More information about Carl Legien Estate

District: Pankow

Subdistrict: Prenzlauer Berg, Prenzlauer Allee City Railway station

Streets: Erich-Weinert-Straße, Georg-Blank-Straße, Gubitzstraße, Küselstraße, Lindenhoekweg, Sodtkestraße, Sültstraße, Trachtenbrodtstraße

Total Area: 8.4 ha [20.76 acres]

Number of Flats: 1,149

Flat Sizes: 1 ½ to 4 ½ rooms (80 per cent thereof with max. 2 rooms) [excluding kitchen and bathroom]

Constructed: 1928 to 1930

Urban Design: Bruno Taut

Architects: Bruno Taut, Franz Hilinger

Landscape Architects: Unknown, presumably Bruno Taut

Building Owner: GEHAG Gemeinnützige Heimstätten-, Spar- und Bau-AG

Reconstruction/Modernisation: From the middle of the 90s until 2004, based on inspections for historic preservation

Listed as a UNESCO World-Heritage: 2008

Owner: Deutsche Wohnen

The Carl Legien Housing Estate was named after the first chairman of the Allgemeiner Deutscher Gewerkschaftsbund [German General Trade Unions Association] founded in 1919. Of all six housing estates, it offers the strongest contrast to the densely built housing estates of the Wilhelminian Era. Not by pure chance: it is the settlement located closest to the city centre. Accordingly, property prices are high and the population is dense.

Taut, therefore, placed emphasis on a concentrated multi-storey construction and designed a large housing estate with four- to five-storey houses. In exemplary fashion, he used the street grid from the Hobrecht plan to prove the superiority of his new architecture to the traditional urban tenement development, even on its own ground.
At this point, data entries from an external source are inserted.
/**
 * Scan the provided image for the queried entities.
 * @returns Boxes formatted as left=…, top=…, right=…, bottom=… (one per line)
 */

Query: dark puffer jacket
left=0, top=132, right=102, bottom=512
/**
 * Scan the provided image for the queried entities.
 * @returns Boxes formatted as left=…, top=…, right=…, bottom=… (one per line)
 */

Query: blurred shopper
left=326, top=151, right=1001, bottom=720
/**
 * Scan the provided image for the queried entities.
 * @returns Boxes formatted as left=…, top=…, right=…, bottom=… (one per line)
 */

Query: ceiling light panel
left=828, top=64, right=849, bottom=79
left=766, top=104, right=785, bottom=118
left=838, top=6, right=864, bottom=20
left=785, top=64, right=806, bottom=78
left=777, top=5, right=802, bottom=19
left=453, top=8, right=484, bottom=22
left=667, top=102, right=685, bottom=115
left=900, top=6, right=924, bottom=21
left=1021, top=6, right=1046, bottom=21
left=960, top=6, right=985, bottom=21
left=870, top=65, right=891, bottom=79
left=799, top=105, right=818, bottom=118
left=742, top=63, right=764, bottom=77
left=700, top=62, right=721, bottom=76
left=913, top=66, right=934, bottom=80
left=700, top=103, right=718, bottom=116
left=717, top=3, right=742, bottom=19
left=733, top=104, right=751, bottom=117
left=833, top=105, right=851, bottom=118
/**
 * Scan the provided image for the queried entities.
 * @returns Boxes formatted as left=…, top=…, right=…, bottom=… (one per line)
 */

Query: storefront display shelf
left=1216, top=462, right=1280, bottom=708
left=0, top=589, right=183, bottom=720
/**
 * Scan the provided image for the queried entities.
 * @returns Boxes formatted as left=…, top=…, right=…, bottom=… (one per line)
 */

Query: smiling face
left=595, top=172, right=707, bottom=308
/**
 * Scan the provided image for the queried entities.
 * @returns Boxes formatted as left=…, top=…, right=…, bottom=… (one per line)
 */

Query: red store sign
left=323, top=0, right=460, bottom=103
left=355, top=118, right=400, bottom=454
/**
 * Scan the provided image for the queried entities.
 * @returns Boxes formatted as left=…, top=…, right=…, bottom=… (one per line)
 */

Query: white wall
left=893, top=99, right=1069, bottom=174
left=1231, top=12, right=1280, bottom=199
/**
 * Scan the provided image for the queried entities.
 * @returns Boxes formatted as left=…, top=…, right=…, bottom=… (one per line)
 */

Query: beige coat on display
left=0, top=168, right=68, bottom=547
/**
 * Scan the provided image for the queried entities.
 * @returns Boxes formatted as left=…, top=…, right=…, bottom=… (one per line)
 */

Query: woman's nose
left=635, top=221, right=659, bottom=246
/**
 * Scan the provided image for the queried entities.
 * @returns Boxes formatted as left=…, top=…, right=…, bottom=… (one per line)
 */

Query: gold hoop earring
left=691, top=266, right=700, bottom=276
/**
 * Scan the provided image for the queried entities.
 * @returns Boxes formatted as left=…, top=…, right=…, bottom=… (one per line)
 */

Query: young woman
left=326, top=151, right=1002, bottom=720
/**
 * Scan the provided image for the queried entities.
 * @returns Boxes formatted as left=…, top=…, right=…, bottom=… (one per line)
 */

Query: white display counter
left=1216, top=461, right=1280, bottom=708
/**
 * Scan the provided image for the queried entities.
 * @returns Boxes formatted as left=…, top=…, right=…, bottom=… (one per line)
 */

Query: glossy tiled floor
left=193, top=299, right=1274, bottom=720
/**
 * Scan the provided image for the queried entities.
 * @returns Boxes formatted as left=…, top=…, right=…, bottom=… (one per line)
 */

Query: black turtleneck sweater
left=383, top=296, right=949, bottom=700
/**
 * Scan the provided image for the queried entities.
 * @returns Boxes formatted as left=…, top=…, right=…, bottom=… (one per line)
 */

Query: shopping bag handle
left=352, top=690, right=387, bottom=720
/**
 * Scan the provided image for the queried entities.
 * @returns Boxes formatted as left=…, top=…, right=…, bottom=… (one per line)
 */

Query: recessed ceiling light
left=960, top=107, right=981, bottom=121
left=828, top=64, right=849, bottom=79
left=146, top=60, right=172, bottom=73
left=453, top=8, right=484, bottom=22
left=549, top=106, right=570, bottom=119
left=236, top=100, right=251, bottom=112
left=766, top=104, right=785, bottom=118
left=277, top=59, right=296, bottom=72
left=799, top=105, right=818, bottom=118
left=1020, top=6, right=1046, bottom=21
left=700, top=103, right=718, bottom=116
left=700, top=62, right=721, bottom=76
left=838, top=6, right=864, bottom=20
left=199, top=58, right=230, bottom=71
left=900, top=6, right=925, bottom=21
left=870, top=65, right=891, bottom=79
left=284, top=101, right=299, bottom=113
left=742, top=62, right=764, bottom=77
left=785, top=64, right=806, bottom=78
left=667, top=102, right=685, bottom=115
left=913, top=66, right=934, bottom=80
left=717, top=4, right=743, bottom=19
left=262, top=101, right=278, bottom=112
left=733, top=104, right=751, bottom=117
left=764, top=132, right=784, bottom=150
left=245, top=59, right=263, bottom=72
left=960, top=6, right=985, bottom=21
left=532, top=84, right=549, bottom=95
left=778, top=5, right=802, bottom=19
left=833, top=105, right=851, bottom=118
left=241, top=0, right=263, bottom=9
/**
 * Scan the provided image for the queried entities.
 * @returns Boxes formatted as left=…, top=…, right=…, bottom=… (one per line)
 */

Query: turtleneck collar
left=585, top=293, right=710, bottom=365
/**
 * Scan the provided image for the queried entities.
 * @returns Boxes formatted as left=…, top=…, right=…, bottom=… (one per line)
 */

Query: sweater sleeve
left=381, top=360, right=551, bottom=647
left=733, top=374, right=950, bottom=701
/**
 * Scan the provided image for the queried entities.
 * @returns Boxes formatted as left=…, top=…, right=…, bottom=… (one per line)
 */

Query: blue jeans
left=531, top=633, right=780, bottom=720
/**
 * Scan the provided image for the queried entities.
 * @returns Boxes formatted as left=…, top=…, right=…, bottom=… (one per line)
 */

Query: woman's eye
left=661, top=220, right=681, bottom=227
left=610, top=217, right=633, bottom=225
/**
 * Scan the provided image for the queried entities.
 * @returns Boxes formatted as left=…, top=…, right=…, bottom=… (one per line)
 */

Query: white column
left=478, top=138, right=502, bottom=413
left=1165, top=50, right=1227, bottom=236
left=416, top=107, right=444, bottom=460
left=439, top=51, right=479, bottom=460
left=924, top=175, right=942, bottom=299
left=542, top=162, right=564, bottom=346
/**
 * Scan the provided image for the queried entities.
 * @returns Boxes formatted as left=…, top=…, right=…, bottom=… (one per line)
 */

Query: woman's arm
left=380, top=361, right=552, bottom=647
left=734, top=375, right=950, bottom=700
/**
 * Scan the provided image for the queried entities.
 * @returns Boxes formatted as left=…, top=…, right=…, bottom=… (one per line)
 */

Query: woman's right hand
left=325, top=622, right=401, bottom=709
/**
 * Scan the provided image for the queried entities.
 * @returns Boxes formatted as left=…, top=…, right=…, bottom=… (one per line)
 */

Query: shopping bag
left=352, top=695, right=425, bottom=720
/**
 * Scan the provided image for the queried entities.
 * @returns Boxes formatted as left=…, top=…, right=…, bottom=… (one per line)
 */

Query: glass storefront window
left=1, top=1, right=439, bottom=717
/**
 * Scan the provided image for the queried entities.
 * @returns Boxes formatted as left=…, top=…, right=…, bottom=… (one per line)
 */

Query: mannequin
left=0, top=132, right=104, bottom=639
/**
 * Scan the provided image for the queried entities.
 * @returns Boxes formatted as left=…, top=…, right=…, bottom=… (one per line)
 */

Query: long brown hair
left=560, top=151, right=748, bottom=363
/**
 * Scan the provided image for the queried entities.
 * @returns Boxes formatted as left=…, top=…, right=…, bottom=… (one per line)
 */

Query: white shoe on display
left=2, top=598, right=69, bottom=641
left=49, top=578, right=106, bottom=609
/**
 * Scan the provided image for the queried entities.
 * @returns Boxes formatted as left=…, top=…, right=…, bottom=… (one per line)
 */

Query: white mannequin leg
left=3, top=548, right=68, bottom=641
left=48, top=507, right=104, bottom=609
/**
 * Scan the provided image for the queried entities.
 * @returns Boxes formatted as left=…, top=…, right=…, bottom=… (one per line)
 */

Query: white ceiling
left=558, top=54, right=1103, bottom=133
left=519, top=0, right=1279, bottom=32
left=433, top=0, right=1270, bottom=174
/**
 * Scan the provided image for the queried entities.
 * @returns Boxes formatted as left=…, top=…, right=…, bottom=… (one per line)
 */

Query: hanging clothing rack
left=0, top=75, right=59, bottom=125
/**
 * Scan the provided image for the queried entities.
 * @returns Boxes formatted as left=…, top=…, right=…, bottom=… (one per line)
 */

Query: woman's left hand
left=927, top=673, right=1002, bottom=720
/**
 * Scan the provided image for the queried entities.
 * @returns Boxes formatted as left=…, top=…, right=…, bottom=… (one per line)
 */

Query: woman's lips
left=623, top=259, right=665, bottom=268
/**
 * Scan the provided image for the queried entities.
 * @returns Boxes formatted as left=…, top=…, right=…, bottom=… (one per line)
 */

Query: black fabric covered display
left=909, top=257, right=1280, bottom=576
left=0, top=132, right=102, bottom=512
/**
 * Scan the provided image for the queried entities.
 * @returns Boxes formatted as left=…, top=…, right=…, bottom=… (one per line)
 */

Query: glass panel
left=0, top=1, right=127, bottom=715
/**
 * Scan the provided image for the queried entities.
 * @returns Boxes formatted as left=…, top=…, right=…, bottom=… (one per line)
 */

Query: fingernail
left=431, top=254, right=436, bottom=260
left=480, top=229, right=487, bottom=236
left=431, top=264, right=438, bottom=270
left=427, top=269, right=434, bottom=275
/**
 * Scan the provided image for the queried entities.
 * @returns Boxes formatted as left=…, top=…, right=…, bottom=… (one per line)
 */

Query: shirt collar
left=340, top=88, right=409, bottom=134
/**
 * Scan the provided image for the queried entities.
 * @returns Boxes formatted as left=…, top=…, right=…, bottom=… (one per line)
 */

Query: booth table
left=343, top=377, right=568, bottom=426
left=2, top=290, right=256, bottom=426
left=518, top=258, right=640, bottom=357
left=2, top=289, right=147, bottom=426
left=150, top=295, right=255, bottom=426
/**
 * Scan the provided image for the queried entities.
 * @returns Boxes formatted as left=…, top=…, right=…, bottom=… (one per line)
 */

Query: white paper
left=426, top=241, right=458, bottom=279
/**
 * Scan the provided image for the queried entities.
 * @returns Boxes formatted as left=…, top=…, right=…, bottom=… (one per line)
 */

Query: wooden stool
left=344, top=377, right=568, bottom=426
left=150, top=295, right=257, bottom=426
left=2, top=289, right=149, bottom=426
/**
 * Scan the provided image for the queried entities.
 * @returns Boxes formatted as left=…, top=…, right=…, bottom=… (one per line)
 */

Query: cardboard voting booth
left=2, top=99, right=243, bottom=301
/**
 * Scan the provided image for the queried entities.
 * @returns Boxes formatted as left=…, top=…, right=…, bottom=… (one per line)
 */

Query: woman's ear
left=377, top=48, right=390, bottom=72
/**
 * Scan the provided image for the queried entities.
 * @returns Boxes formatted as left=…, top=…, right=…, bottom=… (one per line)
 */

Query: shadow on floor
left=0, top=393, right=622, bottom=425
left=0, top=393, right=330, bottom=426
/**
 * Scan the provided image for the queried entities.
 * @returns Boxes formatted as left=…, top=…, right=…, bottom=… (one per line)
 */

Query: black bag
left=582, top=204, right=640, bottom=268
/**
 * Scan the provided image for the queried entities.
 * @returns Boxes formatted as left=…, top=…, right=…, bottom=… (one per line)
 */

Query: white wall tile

Taut designed rows of houses, fringes of blocks and garden spaces in a semi-open space arrangement. The individual flats clearly orientate themselves away from the street and towards the back gardens crossing Erich-Weinert-Straße. This is emphasised by the use of colour: the fronts facing the streets are painted a sunny yellow, which optically broadens the narrow streets, while the backyards form colour schemes of their own.